Scalability Considerations
Current Load
- 10K+ unique profiles analyzed
- 1K+ active users daily
- 50K+ API requests/month
- 99.9% uptime
Scaling Strategy
Vertical Scaling (Current):
- Vercel Pro plan
- Postgres connection pooling
- Efficient queries
Horizontal Scaling (Future):
- Redis for caching
- Read replicas
- CDN for static assets
- Worker queues for heavy jobs
Monitoring and Observability
Metrics We Track
- Response times (p50, p95, p99)
- Error rates
- API rate limit usage
- Database query performance
- User engagement
Tools
- Vercel Analytics
- Database query logs
- Custom logging
- Error tracking
Cost Optimization
Current Costs
- Hosting: approximately $20/month (Vercel Pro)
- Database: approximately $25/month (Postgres)

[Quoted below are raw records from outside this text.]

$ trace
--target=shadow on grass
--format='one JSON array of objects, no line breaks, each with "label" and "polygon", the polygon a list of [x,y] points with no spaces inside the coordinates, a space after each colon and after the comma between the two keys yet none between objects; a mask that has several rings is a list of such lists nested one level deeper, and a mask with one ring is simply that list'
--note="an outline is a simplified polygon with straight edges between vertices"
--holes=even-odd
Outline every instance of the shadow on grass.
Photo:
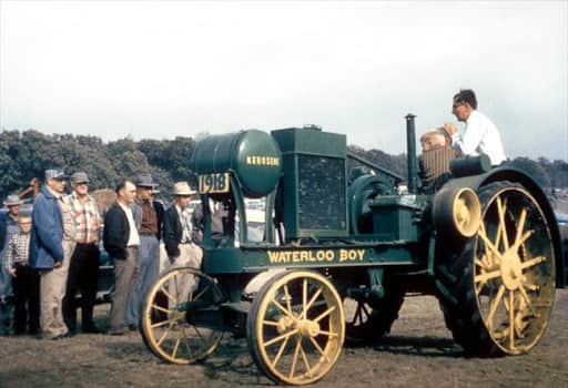
[{"label": "shadow on grass", "polygon": [[378,341],[349,341],[347,349],[373,348],[395,355],[427,357],[466,357],[459,345],[446,337],[386,336]]}]

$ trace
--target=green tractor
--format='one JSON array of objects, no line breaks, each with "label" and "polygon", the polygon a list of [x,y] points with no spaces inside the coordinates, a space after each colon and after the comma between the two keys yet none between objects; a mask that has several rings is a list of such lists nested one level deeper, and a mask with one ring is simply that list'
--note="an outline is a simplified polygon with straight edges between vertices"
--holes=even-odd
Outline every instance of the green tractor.
[{"label": "green tractor", "polygon": [[[425,193],[414,116],[406,121],[407,183],[317,127],[200,141],[190,166],[203,204],[203,264],[163,273],[146,295],[141,331],[151,351],[191,364],[231,333],[246,337],[273,381],[313,384],[346,340],[389,331],[410,292],[438,297],[470,355],[530,350],[566,284],[546,195],[484,157],[455,161],[452,178]],[[261,241],[248,238],[245,198],[264,200]],[[212,233],[215,204],[222,236]]]}]

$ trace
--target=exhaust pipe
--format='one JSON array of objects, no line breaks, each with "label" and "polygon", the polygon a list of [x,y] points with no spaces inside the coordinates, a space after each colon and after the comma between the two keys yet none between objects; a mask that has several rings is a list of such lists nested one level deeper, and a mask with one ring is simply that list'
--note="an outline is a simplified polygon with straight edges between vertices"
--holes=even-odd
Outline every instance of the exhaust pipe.
[{"label": "exhaust pipe", "polygon": [[406,157],[408,164],[408,192],[416,194],[418,192],[418,173],[416,161],[416,129],[414,119],[416,115],[408,113],[406,115]]}]

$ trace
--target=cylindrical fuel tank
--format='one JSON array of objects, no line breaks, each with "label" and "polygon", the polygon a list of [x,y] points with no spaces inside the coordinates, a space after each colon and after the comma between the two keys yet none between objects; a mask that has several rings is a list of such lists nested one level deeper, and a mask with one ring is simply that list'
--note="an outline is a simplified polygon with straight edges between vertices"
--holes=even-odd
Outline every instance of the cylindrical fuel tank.
[{"label": "cylindrical fuel tank", "polygon": [[282,172],[282,155],[272,136],[257,130],[211,135],[197,144],[190,161],[197,175],[233,172],[247,197],[267,195]]}]

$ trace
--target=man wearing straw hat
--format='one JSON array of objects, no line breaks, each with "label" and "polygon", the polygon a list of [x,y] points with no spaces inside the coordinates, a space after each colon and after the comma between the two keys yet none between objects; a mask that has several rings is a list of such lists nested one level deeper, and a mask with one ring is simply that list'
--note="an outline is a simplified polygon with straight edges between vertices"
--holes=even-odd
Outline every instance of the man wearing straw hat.
[{"label": "man wearing straw hat", "polygon": [[[178,182],[173,186],[175,203],[165,211],[164,215],[164,245],[172,267],[190,266],[201,267],[202,251],[192,241],[192,223],[189,205],[191,196],[195,194],[187,182]],[[178,302],[185,302],[187,295],[196,286],[193,276],[181,278],[178,285]],[[171,290],[175,292],[175,290]]]},{"label": "man wearing straw hat", "polygon": [[126,305],[126,324],[131,330],[138,328],[144,297],[150,287],[158,280],[160,272],[159,219],[152,202],[152,195],[158,184],[150,173],[138,174],[134,184],[136,185],[136,198],[132,204],[132,214],[140,235],[138,253],[140,272],[129,294]]}]

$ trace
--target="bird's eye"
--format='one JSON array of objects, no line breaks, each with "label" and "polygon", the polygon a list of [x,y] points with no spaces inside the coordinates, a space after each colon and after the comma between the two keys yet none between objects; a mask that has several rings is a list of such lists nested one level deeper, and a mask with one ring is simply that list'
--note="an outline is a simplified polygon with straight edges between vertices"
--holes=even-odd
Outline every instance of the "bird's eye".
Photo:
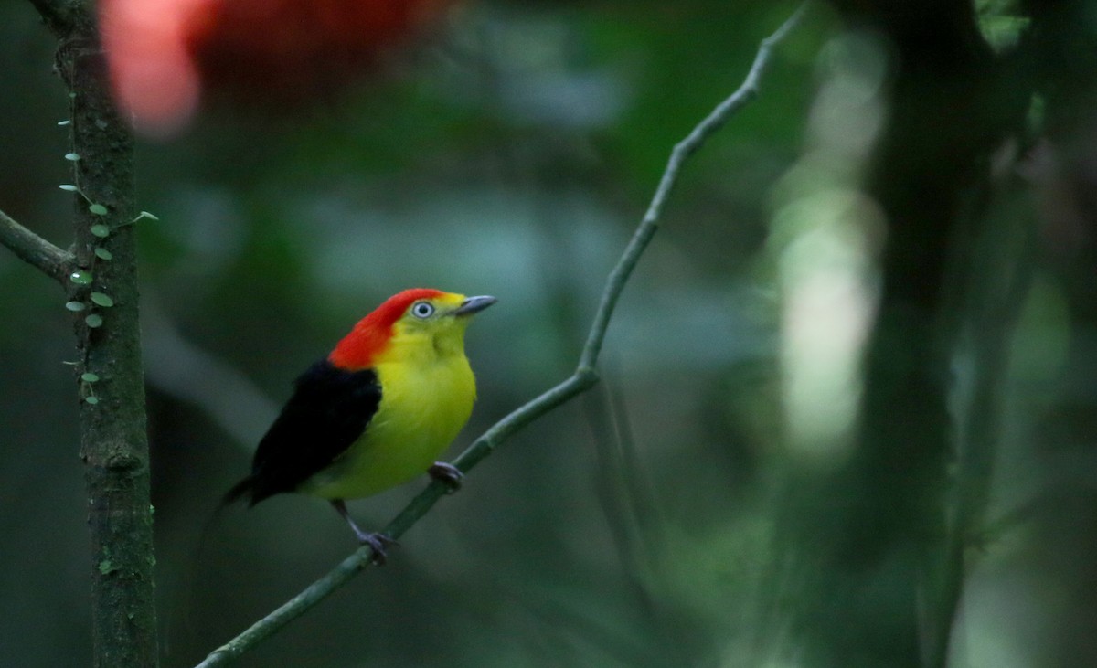
[{"label": "bird's eye", "polygon": [[411,307],[411,315],[417,318],[429,318],[434,315],[434,307],[427,302],[419,302]]}]

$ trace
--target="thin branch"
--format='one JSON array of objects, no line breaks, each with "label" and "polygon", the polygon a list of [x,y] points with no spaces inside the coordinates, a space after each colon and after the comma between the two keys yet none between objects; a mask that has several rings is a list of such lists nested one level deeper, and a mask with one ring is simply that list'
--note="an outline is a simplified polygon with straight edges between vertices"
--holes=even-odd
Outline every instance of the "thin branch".
[{"label": "thin branch", "polygon": [[31,0],[34,9],[38,10],[38,15],[56,37],[65,37],[71,31],[76,22],[73,11],[66,0]]},{"label": "thin branch", "polygon": [[[689,136],[675,146],[647,213],[644,215],[627,247],[607,279],[601,302],[595,314],[590,333],[579,355],[579,363],[575,372],[559,384],[496,422],[454,460],[454,466],[465,473],[472,471],[476,464],[491,454],[496,448],[512,434],[576,395],[589,389],[598,382],[598,373],[595,371],[595,366],[598,363],[598,355],[601,352],[602,342],[606,339],[606,330],[609,328],[610,319],[613,316],[613,309],[629,278],[636,268],[636,263],[640,261],[641,256],[658,228],[663,208],[670,192],[674,190],[682,165],[704,144],[709,136],[720,129],[732,115],[758,94],[758,82],[770,59],[773,47],[799,23],[800,18],[803,15],[804,7],[806,7],[806,2],[777,32],[762,41],[750,71],[738,90],[720,103],[708,117],[693,128]],[[419,496],[411,499],[411,502],[385,527],[384,533],[394,540],[399,539],[420,518],[427,514],[431,507],[445,495],[446,490],[448,486],[445,484],[441,482],[431,483]],[[372,559],[372,550],[365,546],[360,547],[327,575],[309,585],[304,591],[256,622],[240,635],[215,649],[196,668],[224,666],[239,657],[313,605],[316,605],[330,596],[360,570],[369,566]]]},{"label": "thin branch", "polygon": [[72,254],[26,229],[2,211],[0,211],[0,244],[10,248],[20,260],[65,284],[72,265]]}]

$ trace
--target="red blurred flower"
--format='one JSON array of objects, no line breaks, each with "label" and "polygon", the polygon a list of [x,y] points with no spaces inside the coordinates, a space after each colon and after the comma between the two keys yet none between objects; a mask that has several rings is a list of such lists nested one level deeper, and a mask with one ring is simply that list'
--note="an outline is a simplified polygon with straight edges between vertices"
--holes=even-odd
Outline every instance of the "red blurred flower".
[{"label": "red blurred flower", "polygon": [[279,106],[330,95],[449,0],[101,0],[120,106],[154,135],[210,93]]}]

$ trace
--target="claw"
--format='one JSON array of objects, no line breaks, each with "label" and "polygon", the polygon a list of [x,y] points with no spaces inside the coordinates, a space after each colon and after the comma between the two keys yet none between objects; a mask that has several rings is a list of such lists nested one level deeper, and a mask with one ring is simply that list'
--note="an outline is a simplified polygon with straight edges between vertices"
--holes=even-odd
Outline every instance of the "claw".
[{"label": "claw", "polygon": [[453,494],[461,489],[461,482],[465,477],[465,474],[461,473],[461,469],[445,462],[434,462],[434,465],[428,468],[427,473],[433,479],[445,483],[449,487],[446,494]]},{"label": "claw", "polygon": [[358,539],[358,542],[362,545],[369,545],[370,550],[373,551],[373,558],[370,559],[370,562],[374,566],[384,566],[385,559],[388,557],[388,546],[398,546],[399,543],[383,533],[362,531],[350,517],[350,512],[347,511],[347,503],[343,502],[342,499],[332,500],[331,507],[336,509],[336,512],[338,512],[342,519],[347,520],[347,523],[350,524],[351,531],[354,532],[354,536]]}]

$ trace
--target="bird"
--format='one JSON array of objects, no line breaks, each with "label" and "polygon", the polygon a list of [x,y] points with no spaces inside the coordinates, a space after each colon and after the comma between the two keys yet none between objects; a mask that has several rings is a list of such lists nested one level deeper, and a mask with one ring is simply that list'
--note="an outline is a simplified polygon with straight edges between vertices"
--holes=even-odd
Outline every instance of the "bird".
[{"label": "bird", "polygon": [[346,501],[425,472],[460,485],[461,472],[434,458],[472,415],[476,381],[465,329],[495,303],[432,288],[386,299],[297,377],[256,448],[251,473],[228,490],[223,507],[246,500],[250,508],[283,492],[319,497],[383,564],[394,541],[360,529]]}]

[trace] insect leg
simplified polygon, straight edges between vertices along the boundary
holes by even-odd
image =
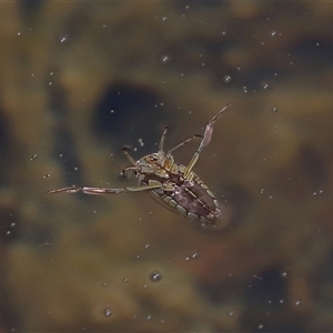
[[[165,141],[167,132],[168,132],[168,127],[164,128],[161,140],[160,140],[160,145],[159,145],[160,151],[163,151],[163,149],[164,149],[164,141]]]
[[[173,148],[171,148],[171,149],[168,151],[168,153],[172,153],[173,151],[178,150],[179,148],[185,145],[186,143],[189,143],[190,141],[192,141],[193,139],[196,139],[196,138],[202,138],[202,135],[195,134],[195,135],[193,135],[193,137],[191,137],[191,138],[189,138],[189,139],[186,139],[186,140],[180,142],[179,144],[176,144],[176,145],[174,145]]]
[[[194,168],[194,165],[196,164],[196,162],[199,161],[200,158],[200,153],[202,152],[202,150],[209,145],[209,143],[211,142],[212,135],[213,135],[213,125],[214,122],[216,121],[216,119],[230,107],[231,103],[226,104],[224,108],[222,108],[212,119],[211,121],[206,124],[204,133],[203,133],[203,138],[200,142],[200,145],[198,148],[198,150],[195,151],[191,162],[189,163],[189,165],[186,167],[185,171],[184,171],[184,178],[188,178],[190,172],[192,171],[192,169]]]
[[[129,188],[120,188],[120,189],[108,189],[108,188],[87,188],[87,186],[71,186],[71,188],[62,188],[58,190],[51,190],[47,193],[77,193],[82,192],[85,194],[119,194],[123,192],[141,192],[141,191],[151,191],[154,189],[160,189],[162,184],[160,182],[153,182],[149,185],[142,186],[129,186]]]
[[[120,175],[127,175],[128,171],[133,171],[134,174],[137,174],[138,172],[141,172],[141,167],[138,167],[138,165],[130,165],[130,167],[127,167],[124,169],[122,169],[122,171],[120,172]]]
[[[133,165],[135,165],[135,160],[130,155],[130,153],[129,153],[129,149],[127,148],[127,147],[124,147],[123,149],[122,149],[122,151],[123,151],[123,153],[125,154],[125,157],[128,158],[128,160],[133,164]]]

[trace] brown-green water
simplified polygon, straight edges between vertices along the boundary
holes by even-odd
[[[0,3],[0,332],[332,332],[333,4]],[[202,232],[135,159],[214,127]],[[174,153],[186,164],[196,149]]]

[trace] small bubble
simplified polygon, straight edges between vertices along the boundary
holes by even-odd
[[[230,83],[231,82],[231,77],[230,75],[224,75],[223,81],[225,83]]]
[[[38,154],[34,154],[31,159],[30,159],[30,161],[32,161],[32,160],[34,160],[34,159],[37,159],[38,158]]]
[[[262,83],[261,87],[262,87],[263,90],[268,90],[270,88],[269,83]]]
[[[192,259],[193,259],[193,260],[195,260],[195,259],[198,259],[198,258],[199,258],[199,254],[198,254],[196,252],[194,252],[194,253],[192,253],[192,255],[191,255],[191,256],[192,256]]]
[[[167,62],[169,62],[169,60],[170,60],[170,58],[168,56],[162,56],[161,59],[160,59],[160,61],[162,63],[167,63]]]
[[[152,282],[159,282],[161,279],[162,279],[162,275],[160,272],[158,271],[153,271],[149,274],[149,279],[152,281]]]
[[[141,138],[138,140],[138,142],[139,142],[140,147],[144,147],[144,142]]]
[[[105,309],[104,310],[104,315],[105,316],[111,316],[112,315],[112,311],[110,309]]]
[[[59,41],[65,43],[68,41],[68,34],[60,37]]]

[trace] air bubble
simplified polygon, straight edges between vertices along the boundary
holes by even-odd
[[[230,77],[230,75],[225,75],[225,77],[223,78],[223,81],[224,81],[225,83],[230,83],[230,82],[231,82],[231,77]]]
[[[263,90],[268,90],[270,88],[270,84],[269,83],[262,83],[261,87],[262,87]]]
[[[169,62],[169,60],[170,60],[170,58],[168,56],[162,56],[161,59],[160,59],[160,61],[162,63],[167,63],[167,62]]]
[[[160,272],[153,271],[153,272],[150,273],[149,279],[150,279],[152,282],[159,282],[159,281],[162,279],[162,275],[161,275]]]
[[[65,43],[68,41],[68,34],[60,37],[59,41]]]

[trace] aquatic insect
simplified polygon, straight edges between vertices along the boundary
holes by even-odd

- API: $0 (GitHub API is free)
- Total: approximately $45/month
Optimization Strategies
- Aggressive caching
- Efficient queries
- Serverless architecture
- Static page generation
Lessons Learned
What Worked Well
- Server components reduced complexity
- Prisma made database work pleasant
- Caching strategy solved rate limits
- TypeScript caught bugs early
- Vercel simplified deployment
What We'd Change
- Add Redis earlier
- Implement queue system sooner
- More comprehensive error handling
- Better monitoring from day one
- API versioning strategy
Future Improvements
Short Term (Q1 2025)
- Redis caching layer
- Background job queue
- Advanced analytics
- API rate limit dashboard
- Performance monitoring
Long Term (2025)
- Real-time updates
- ML-based predictions
- Multi-language support
- Mobile app
- Enterprise features
Open Source
We believe in transparency. Check out:
- Our statistical algorithms
- Database schema
- API documentation
- Performance benchmarks
Conclusion
Building GitCheck taught us that:
- Simple architectures scale better
- Caching solves most problems
- TypeScript is worth it
- Measure everything
- Users care about speed
The tech stack matters, but architecture decisions matter more.